In Hamburg I went to the Maritime Museum, since the city is such a big harbor. It was actually really cool - it was ten floors of everything to do with sailing and ships. I liked the part about navigation technology since BC times, and the exhibit on famous pirates. I've been known as the Pirate Queen in a prior life, as a doppelgänger reference, so it seems fitting. I also had to see the Beatlesplatz, which is a tribute to the Beatles and where they played in Hamburg. My other tourist destination was a photography museum that looked awesome but was closed. I ended up spending over an hour flipping through photography books in their gift shop, thoroughly enjoying myself. European commentary through photography is interesting - I found a book that photographed depression in America, which was sort of appalling. I really liked their books on Banksy and his political statements through graffiti.





Food! I haven't forgotten to tell you about my food adventures. The craziest meal I had was at a Curry Queen. I thought it was an Asian takeout place, but no.
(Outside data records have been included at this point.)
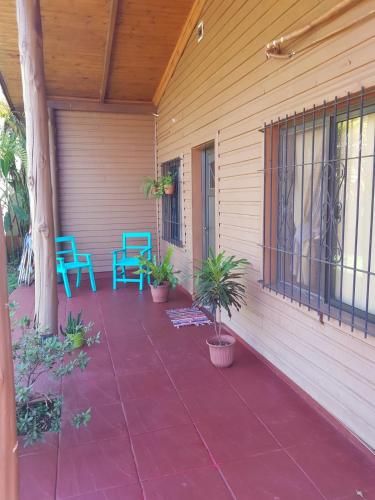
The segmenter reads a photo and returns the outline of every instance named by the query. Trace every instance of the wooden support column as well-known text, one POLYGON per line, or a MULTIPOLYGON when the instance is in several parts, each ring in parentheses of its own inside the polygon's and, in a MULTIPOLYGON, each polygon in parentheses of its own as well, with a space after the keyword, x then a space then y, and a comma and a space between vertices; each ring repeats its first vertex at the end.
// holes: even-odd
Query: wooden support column
POLYGON ((18 500, 18 454, 6 246, 0 207, 0 500, 18 500))
POLYGON ((55 234, 39 0, 17 0, 35 262, 35 322, 57 333, 55 234))
POLYGON ((60 235, 59 205, 58 205, 58 173, 57 173, 57 151, 56 151, 56 122, 55 110, 48 108, 48 136, 51 165, 52 184, 52 206, 53 206, 53 227, 55 235, 60 235))

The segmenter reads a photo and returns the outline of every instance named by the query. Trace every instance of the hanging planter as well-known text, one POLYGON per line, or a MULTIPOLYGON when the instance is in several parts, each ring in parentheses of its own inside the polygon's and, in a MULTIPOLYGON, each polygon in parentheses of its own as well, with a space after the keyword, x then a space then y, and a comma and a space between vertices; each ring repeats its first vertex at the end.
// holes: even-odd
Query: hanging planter
POLYGON ((164 188, 164 194, 171 196, 174 194, 174 189, 175 189, 175 182, 174 182, 174 177, 171 174, 171 172, 168 172, 167 175, 164 175, 161 179, 163 188, 164 188))

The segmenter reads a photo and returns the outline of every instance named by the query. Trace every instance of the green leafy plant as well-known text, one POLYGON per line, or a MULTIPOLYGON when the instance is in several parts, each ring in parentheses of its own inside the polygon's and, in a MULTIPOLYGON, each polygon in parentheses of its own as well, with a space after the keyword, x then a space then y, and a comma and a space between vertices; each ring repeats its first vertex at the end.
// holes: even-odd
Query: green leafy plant
POLYGON ((172 172, 161 176, 160 179, 146 177, 143 181, 143 193, 146 198, 154 196, 156 199, 159 199, 164 196, 164 188, 171 186, 173 183, 174 175, 172 172))
POLYGON ((19 245, 16 237, 22 239, 30 226, 26 134, 22 115, 4 103, 0 103, 0 203, 14 253, 19 245))
POLYGON ((161 198, 164 193, 164 188, 160 181, 152 177, 146 177, 143 181, 143 193, 146 198, 150 198, 151 196, 161 198))
POLYGON ((88 337, 88 333, 91 332, 94 324, 92 322, 85 325, 82 320, 82 311, 80 311, 77 316, 73 316, 71 312, 68 314, 68 319, 65 328, 60 326, 60 332, 64 337, 67 337, 73 349, 82 347, 83 345, 92 345, 94 343, 99 343, 100 332, 98 332, 93 337, 88 337))
POLYGON ((213 313, 215 335, 219 345, 222 331, 222 309, 229 318, 231 308, 237 311, 245 304, 245 287, 241 283, 244 276, 243 268, 248 265, 246 259, 236 259, 225 252, 214 255, 210 251, 206 260, 202 261, 195 277, 194 305, 207 307, 213 313))
POLYGON ((174 183, 174 175, 172 174, 172 172, 168 172, 166 175, 164 175, 161 178, 161 183, 163 184, 163 187, 171 186, 174 183))
POLYGON ((175 288, 178 283, 176 274, 179 271, 175 271, 173 264, 171 264, 172 253, 173 248, 168 247, 164 259, 159 264, 155 256, 152 260, 142 256, 140 258, 140 269, 135 271, 135 274, 151 276, 152 286, 155 288, 164 283, 169 283, 172 288, 175 288))
POLYGON ((76 429, 79 429, 82 426, 87 427, 90 420, 91 420, 91 408, 88 408, 87 410, 81 413, 76 413, 76 415, 73 416, 72 425, 76 429))
MULTIPOLYGON (((22 318, 21 336, 13 344, 17 431, 25 446, 41 440, 44 432, 60 430, 63 397, 45 389, 48 379, 62 380, 85 370, 89 362, 82 350, 73 355, 69 338, 46 337, 45 331, 30 325, 29 318, 22 318)), ((90 415, 89 410, 79 413, 73 425, 87 425, 90 415)))

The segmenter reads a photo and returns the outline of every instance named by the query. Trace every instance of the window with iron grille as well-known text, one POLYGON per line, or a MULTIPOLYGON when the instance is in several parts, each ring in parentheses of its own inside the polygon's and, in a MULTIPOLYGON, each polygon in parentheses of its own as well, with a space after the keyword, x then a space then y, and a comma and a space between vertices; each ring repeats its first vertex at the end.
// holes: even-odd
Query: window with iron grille
POLYGON ((180 164, 180 158, 161 164, 161 175, 170 173, 174 179, 174 193, 162 198, 162 238, 176 246, 182 246, 180 164))
POLYGON ((266 124, 263 286, 375 334, 375 90, 266 124))

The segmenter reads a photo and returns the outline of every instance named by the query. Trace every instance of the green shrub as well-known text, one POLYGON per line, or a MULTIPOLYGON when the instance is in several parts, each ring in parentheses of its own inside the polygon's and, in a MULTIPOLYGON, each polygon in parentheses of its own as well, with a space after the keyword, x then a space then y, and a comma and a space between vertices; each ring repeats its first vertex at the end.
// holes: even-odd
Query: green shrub
MULTIPOLYGON (((58 432, 61 427, 63 397, 40 388, 45 378, 62 380, 75 371, 83 371, 89 357, 83 350, 74 351, 71 340, 48 335, 31 325, 29 318, 22 318, 21 336, 13 344, 13 362, 16 391, 17 431, 24 436, 25 446, 43 439, 47 431, 58 432)), ((99 343, 100 333, 86 343, 99 343)), ((90 409, 73 417, 75 426, 87 425, 90 409)))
All they served was curry wurst. I shouldn't have been surprised because currywurst fast food restaurants are everywhere in Northern Germany. Lucky for me, they had a veggie curry wurst and it was awesome.

I had a romantic candlelit date night with myself at a former gymnasium turned into an Italian restaurant. There were bars and beams still in the huge, open restaurant. The couple sitting next to me were from Boston and they kindly invited me on their boat this summer :) they were very sweet and parent-protective of me, traveling on my own. I think I've done okay :)



And finally, I had to have a franzbrotchen. This is a smushed croissant-looking pastry filled with cinnamon and raisins. It's only found in the city center of Hamburg and I saw them all over, so of course I ha to try one. Super good.


Copenhagen comes next! I know it's been THREE DAYS since I blogged last, according to my parents, but I appreciate your loyalty, dear follower. One more blog to come.